Most importantly for photographers and other visual creatives, WebP is still a lossy compression format. That means that information is being discarded and there is in fact a reduction in image quality. The trick is in making sure that the difference isn’t perceptible visually. So the decision is one of trading off perceived image quality loss and the gains resulting from reduced file sizes. It comes down to a cost-benefit analysis, and everyone’s going to come to a different answer for their own preferences, needs, and circumstances.
Your mileage is certain to vary, but in my case, I’ve decided to adopt WebP cautiously by implementing it on parts of this site where image quality isn’t mission critical. Because of the way my site is configured, it doesn’t affect my main photo galleries of large images, which are the ones where I care most about image quality. But it does apply to the thousands of other images, thumbnails, product shots for reviews, screenshots for how-tos, and thumbnails used throughout high-traffic areas of the site. And the file size savings are dramatic, which in turn offers the potential of a faster website and fewer bandwidth issues.
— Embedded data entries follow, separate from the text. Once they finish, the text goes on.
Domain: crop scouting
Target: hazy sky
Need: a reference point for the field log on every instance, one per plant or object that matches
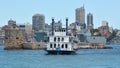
(23, 10)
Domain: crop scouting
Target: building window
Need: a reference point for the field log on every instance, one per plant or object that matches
(50, 45)
(58, 45)
(62, 45)
(17, 37)
(54, 45)
(58, 39)
(54, 39)
(48, 39)
(62, 39)
(66, 46)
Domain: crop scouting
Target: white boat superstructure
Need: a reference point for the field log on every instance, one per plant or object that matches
(60, 43)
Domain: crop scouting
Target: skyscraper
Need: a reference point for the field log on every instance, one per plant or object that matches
(38, 22)
(90, 21)
(80, 15)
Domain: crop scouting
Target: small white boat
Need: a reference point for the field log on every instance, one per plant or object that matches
(60, 43)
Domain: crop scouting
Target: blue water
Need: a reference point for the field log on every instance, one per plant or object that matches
(85, 58)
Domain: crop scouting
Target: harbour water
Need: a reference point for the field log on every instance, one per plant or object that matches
(85, 58)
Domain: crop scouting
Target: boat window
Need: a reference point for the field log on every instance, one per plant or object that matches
(58, 39)
(48, 39)
(17, 37)
(62, 39)
(58, 45)
(54, 45)
(50, 45)
(66, 46)
(62, 45)
(54, 39)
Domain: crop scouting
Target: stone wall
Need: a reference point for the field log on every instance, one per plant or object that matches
(14, 38)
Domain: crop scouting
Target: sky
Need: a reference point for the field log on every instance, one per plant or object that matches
(23, 10)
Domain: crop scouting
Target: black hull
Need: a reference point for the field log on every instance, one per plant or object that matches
(60, 52)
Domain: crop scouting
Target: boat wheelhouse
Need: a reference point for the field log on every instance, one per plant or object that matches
(60, 42)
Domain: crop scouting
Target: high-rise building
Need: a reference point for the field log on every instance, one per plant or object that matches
(90, 21)
(11, 22)
(38, 22)
(80, 15)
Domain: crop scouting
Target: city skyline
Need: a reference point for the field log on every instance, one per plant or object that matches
(22, 11)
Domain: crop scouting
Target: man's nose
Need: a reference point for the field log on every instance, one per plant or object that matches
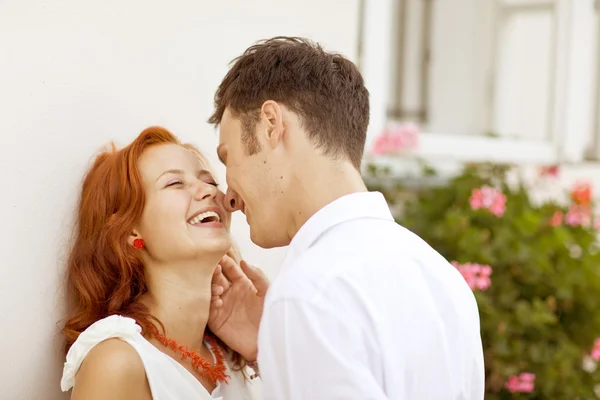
(233, 201)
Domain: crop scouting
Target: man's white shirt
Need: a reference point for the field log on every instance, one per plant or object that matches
(364, 309)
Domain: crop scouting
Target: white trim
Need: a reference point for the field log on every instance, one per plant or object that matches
(578, 123)
(376, 61)
(481, 148)
(573, 109)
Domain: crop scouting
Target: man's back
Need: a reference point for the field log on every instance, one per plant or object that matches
(365, 309)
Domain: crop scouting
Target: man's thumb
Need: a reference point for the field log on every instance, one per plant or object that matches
(257, 276)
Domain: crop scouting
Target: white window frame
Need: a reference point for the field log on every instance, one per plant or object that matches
(574, 119)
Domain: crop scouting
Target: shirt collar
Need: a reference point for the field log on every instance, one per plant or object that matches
(345, 208)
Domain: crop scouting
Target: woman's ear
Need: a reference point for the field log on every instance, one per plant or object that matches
(133, 236)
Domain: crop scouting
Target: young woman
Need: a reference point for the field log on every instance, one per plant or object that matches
(151, 230)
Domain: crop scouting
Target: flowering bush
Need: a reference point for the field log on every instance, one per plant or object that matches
(534, 269)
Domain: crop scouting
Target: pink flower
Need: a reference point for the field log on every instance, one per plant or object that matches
(477, 276)
(582, 193)
(488, 198)
(550, 171)
(596, 350)
(396, 138)
(578, 216)
(523, 383)
(557, 218)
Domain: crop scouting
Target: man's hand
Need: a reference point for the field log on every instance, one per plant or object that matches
(237, 304)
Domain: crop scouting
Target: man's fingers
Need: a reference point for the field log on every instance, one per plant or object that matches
(219, 279)
(230, 269)
(217, 290)
(257, 276)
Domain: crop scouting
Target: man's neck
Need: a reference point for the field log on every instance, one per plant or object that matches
(319, 185)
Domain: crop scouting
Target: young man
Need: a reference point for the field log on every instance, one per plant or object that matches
(362, 308)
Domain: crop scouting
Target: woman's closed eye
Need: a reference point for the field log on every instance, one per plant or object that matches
(174, 183)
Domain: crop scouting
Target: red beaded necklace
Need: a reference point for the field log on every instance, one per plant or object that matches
(214, 372)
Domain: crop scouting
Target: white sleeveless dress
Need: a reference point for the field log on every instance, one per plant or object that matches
(168, 379)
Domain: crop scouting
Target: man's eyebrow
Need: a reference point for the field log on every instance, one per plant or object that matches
(219, 153)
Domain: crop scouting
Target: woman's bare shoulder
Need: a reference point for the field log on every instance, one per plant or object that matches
(112, 370)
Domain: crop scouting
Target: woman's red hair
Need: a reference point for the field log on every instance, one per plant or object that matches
(105, 275)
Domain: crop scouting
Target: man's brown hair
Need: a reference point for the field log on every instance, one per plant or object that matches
(325, 89)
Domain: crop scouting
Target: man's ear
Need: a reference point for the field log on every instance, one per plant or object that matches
(272, 114)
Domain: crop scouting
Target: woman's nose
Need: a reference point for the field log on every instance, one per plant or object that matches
(232, 201)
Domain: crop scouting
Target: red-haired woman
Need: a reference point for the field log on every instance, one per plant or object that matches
(150, 232)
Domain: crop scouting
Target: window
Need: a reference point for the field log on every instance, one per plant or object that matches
(498, 80)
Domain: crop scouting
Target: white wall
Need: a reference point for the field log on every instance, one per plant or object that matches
(77, 74)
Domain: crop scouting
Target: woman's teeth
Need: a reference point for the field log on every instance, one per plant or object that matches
(208, 216)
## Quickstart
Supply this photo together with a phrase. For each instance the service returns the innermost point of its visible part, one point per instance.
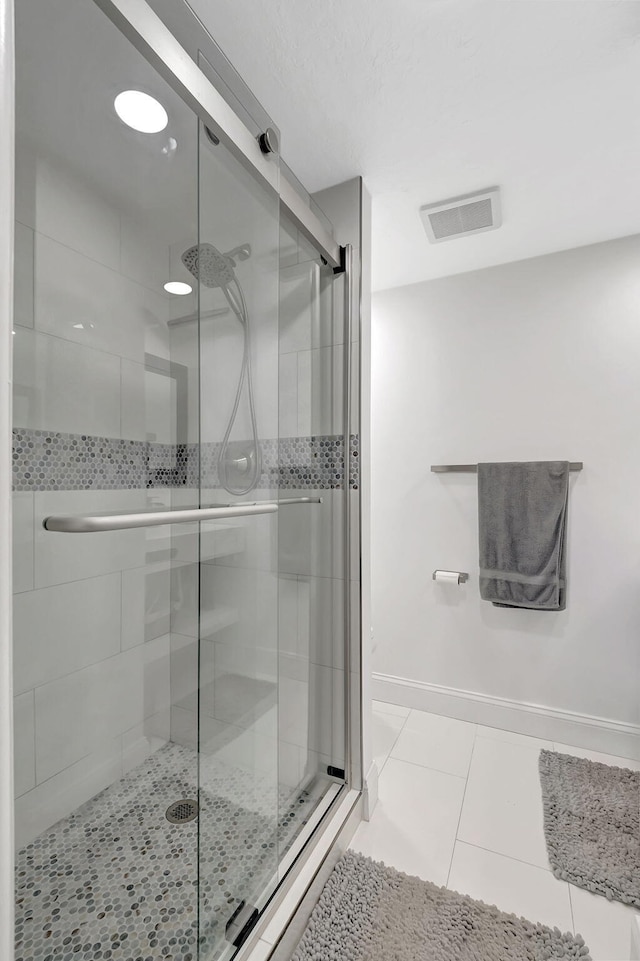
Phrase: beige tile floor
(460, 805)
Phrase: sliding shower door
(146, 380)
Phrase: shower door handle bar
(92, 523)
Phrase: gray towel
(522, 513)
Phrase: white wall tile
(327, 712)
(143, 740)
(288, 245)
(320, 390)
(146, 605)
(321, 620)
(74, 214)
(143, 257)
(23, 276)
(133, 420)
(77, 713)
(63, 557)
(288, 638)
(64, 628)
(258, 536)
(288, 395)
(185, 598)
(184, 670)
(24, 759)
(23, 520)
(63, 793)
(295, 321)
(64, 387)
(310, 538)
(156, 689)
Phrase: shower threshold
(117, 881)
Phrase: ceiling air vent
(461, 216)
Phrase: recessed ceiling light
(140, 111)
(177, 287)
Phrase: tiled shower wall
(91, 628)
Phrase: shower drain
(182, 811)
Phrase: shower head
(209, 266)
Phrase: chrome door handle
(92, 523)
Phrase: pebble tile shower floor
(115, 881)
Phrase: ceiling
(429, 99)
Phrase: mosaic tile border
(50, 460)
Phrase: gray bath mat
(592, 824)
(369, 912)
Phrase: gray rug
(592, 824)
(369, 912)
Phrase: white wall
(534, 360)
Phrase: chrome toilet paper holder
(463, 577)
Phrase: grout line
(400, 730)
(437, 770)
(509, 857)
(464, 794)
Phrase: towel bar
(473, 468)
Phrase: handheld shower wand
(214, 269)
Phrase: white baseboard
(567, 727)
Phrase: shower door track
(146, 31)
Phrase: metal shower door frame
(145, 30)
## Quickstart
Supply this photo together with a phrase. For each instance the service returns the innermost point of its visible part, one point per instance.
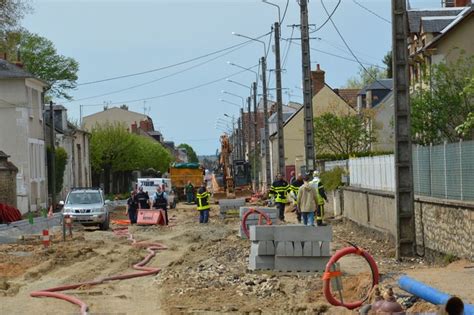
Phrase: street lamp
(265, 108)
(231, 103)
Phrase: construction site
(207, 269)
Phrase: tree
(342, 134)
(441, 108)
(40, 58)
(387, 60)
(114, 151)
(365, 78)
(192, 157)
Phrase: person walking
(294, 188)
(160, 201)
(279, 191)
(132, 207)
(203, 205)
(322, 198)
(189, 192)
(143, 199)
(307, 201)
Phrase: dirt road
(204, 270)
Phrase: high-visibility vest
(203, 200)
(317, 185)
(279, 189)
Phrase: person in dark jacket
(279, 191)
(132, 207)
(203, 205)
(294, 188)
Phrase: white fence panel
(376, 172)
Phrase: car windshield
(84, 198)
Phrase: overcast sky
(114, 38)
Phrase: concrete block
(261, 232)
(261, 262)
(303, 233)
(258, 248)
(268, 210)
(301, 264)
(270, 247)
(308, 248)
(316, 249)
(289, 249)
(280, 249)
(325, 249)
(298, 248)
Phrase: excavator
(230, 179)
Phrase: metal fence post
(460, 169)
(445, 172)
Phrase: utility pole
(242, 133)
(265, 117)
(307, 93)
(405, 235)
(281, 143)
(249, 127)
(256, 152)
(53, 155)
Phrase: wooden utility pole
(281, 143)
(405, 229)
(249, 127)
(268, 177)
(307, 93)
(256, 152)
(53, 155)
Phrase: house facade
(75, 142)
(21, 98)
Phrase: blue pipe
(428, 293)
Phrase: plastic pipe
(145, 271)
(428, 293)
(328, 275)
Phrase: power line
(374, 13)
(329, 17)
(172, 65)
(349, 48)
(161, 78)
(339, 56)
(178, 91)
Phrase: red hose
(261, 214)
(328, 275)
(150, 247)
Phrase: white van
(149, 185)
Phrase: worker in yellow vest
(203, 205)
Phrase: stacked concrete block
(253, 219)
(230, 207)
(296, 247)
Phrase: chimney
(318, 80)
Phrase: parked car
(88, 207)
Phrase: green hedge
(332, 179)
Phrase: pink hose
(150, 247)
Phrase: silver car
(87, 207)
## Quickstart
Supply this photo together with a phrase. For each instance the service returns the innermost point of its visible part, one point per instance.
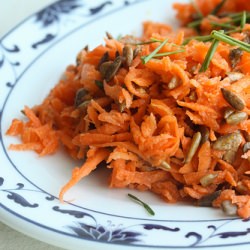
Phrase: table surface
(9, 238)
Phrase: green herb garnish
(243, 20)
(230, 40)
(166, 53)
(145, 59)
(218, 7)
(99, 84)
(209, 55)
(146, 206)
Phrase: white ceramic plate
(32, 58)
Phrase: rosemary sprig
(243, 20)
(209, 55)
(224, 25)
(152, 40)
(167, 53)
(198, 11)
(218, 7)
(152, 54)
(230, 40)
(146, 206)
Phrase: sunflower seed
(228, 142)
(128, 55)
(236, 118)
(193, 147)
(229, 208)
(234, 100)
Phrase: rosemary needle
(146, 206)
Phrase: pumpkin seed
(104, 67)
(229, 208)
(227, 112)
(81, 96)
(235, 56)
(235, 76)
(109, 36)
(173, 83)
(117, 53)
(128, 55)
(208, 179)
(193, 96)
(229, 156)
(234, 100)
(193, 147)
(113, 68)
(228, 142)
(246, 135)
(165, 166)
(136, 51)
(236, 118)
(207, 200)
(103, 59)
(246, 147)
(204, 134)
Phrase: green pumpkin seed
(235, 76)
(103, 59)
(235, 56)
(81, 96)
(228, 142)
(246, 136)
(193, 96)
(246, 147)
(229, 156)
(236, 118)
(128, 55)
(234, 100)
(207, 201)
(204, 134)
(104, 67)
(208, 179)
(193, 147)
(229, 208)
(136, 51)
(113, 68)
(165, 166)
(173, 83)
(227, 112)
(109, 36)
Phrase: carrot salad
(168, 111)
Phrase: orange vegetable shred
(142, 121)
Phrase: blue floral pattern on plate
(18, 198)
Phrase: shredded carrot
(144, 120)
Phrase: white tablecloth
(11, 13)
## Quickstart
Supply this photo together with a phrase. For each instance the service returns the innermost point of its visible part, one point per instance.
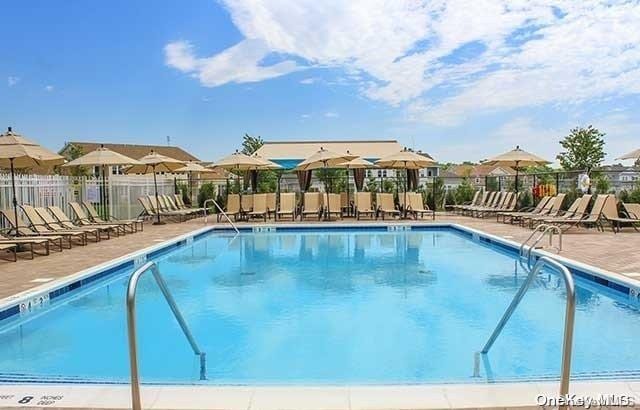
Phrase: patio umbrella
(354, 164)
(153, 163)
(239, 162)
(517, 158)
(405, 159)
(18, 152)
(102, 157)
(191, 168)
(325, 159)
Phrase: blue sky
(462, 80)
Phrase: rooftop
(134, 151)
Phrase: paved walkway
(613, 252)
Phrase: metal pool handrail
(131, 328)
(546, 228)
(221, 211)
(570, 310)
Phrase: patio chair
(29, 236)
(549, 212)
(271, 203)
(233, 206)
(478, 200)
(82, 219)
(260, 209)
(334, 207)
(363, 205)
(632, 210)
(495, 204)
(287, 205)
(94, 217)
(385, 206)
(246, 203)
(53, 224)
(312, 205)
(575, 213)
(610, 214)
(489, 202)
(417, 207)
(522, 211)
(39, 226)
(474, 200)
(67, 223)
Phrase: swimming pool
(356, 306)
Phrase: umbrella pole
(155, 184)
(15, 199)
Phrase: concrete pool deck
(608, 251)
(616, 253)
(412, 397)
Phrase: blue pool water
(327, 307)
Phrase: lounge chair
(416, 206)
(260, 209)
(478, 200)
(246, 203)
(363, 205)
(610, 214)
(39, 226)
(312, 205)
(575, 213)
(334, 207)
(53, 224)
(490, 202)
(28, 236)
(632, 210)
(553, 211)
(287, 205)
(82, 219)
(67, 223)
(271, 203)
(474, 200)
(385, 206)
(529, 210)
(233, 206)
(132, 224)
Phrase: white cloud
(410, 53)
(240, 63)
(309, 80)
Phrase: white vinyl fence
(47, 190)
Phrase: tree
(251, 144)
(584, 149)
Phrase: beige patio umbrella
(517, 158)
(631, 155)
(102, 157)
(325, 159)
(153, 163)
(357, 163)
(190, 168)
(19, 152)
(239, 161)
(405, 159)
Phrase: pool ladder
(213, 201)
(547, 230)
(131, 328)
(569, 318)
It’s also entirely reversible. The JPGs remain in place, and if I decide later to disable WebP it’s simply a configuration setting. Implementing WebP by itself isn’t going to perform magic, and it’s just one of many techniques I use as I continue to tweak the site’s speed, including optimizing all images, using a CDN, having layers of caching, and having the site with a top notch web host.
Alternatives to WebP
While I’ve found distinct benefits to rolling out WebP on my site, it’s not necessarily the first thing I’d recommend if you’re looking to speed up your site. There are other options for slimming down your images.
Image optimization is an obvious first step, and if you haven’t done that already I recommend starting with that. The general principle is that it takes out all of the unnecessary information that’s included in image files. Here are some good places to start.
Lazy loading images can also increase the perceived speed at which the page loads, and you can also use fewer images as well as using the correct image size for the display can also reduce the amount of data that that the user has to download to see the page.
Going further, there are some excellent lossy compression tools that can perform similar things to converting to WebP. JPEGMini, a commercial service, is one of the better known and one I’ve used before. It uses their proprietary algorithms to add another round of lossy compression that is hardly noticeable visually, if at all, but can result in much smaller files. TinyJPG is another commercial offering, and the same folks also have a version for PNG files. The advantages of these systems is that they spit out standard JPG and PNG files, so there’s no need to change your site’s configuration to display them.